Oh my gosh, I am so very sorry for your loss. I hope you can take some comfort in knowing that you did so much for that little guy. There is not a doubt in my mind that you loved him. You hung in there with him longer than some would have. I am sure that the decision you made although so very difficult was the right one for him. 

Binky free Zero!


----------



## Bonsai (Sep 10, 2013)

Oh goodness....  I was hoping it wasn't YOUR Zero that had passed. I'm so very, very sorry. Your Zero was such a little trooper, I thought he was getting better.

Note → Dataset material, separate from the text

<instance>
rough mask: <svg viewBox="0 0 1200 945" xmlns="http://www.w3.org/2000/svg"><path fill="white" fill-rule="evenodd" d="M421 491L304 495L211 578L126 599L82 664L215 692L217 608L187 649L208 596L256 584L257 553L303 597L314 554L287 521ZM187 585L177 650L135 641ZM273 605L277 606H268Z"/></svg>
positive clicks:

Binky Free little Zero, and my deepest and more sincere condolences to you, Zero's mom &#9829;


----------



## NorthernAutumn (Sep 10, 2013)

Very sorry to hear this  - Zero was a real sweetie. Please know that you did your very best in challenging circumstances :hug1:
urplepansy:


----------



## Troller (Sep 11, 2013)

My condolences, I liked reading about you and him.


----------



## middlemuse (Sep 11, 2013)

So very sorry. You took such good care of him, and I know it was a long road.


----------



## KeltonB (Sep 11, 2013)

Oh my goodness! So, so, so sorry to hear this. My condolences to you.


----------



## Nancy McClelland (Sep 11, 2013)

We're so sorry for your loss. Binky free little man and rest in peace. :bunnyangel:


----------



## Ilovemyrabbit (Sep 11, 2013)

Oh no! I was rooting for Zero from the start! I'm so sorry to hear he has died.  Binky free lil guy!


----------



## JBun (Sep 11, 2013)

I feel so heartbroken that poor little Zero is gone. I was so hoping that his health problems would be sorted out, or at least stabilized. I'm so sorry for your loss. He seemed like such a sweet bun. I'll miss hearing about the little guy.


----------



## Zeroshero (Sep 11, 2013)

Thank you all for your good thoughts, and for being in his corner all along.


----------



## Azerane (Sep 14, 2013)

I'm so sorry for your loss, you both battled the whole way through.


----------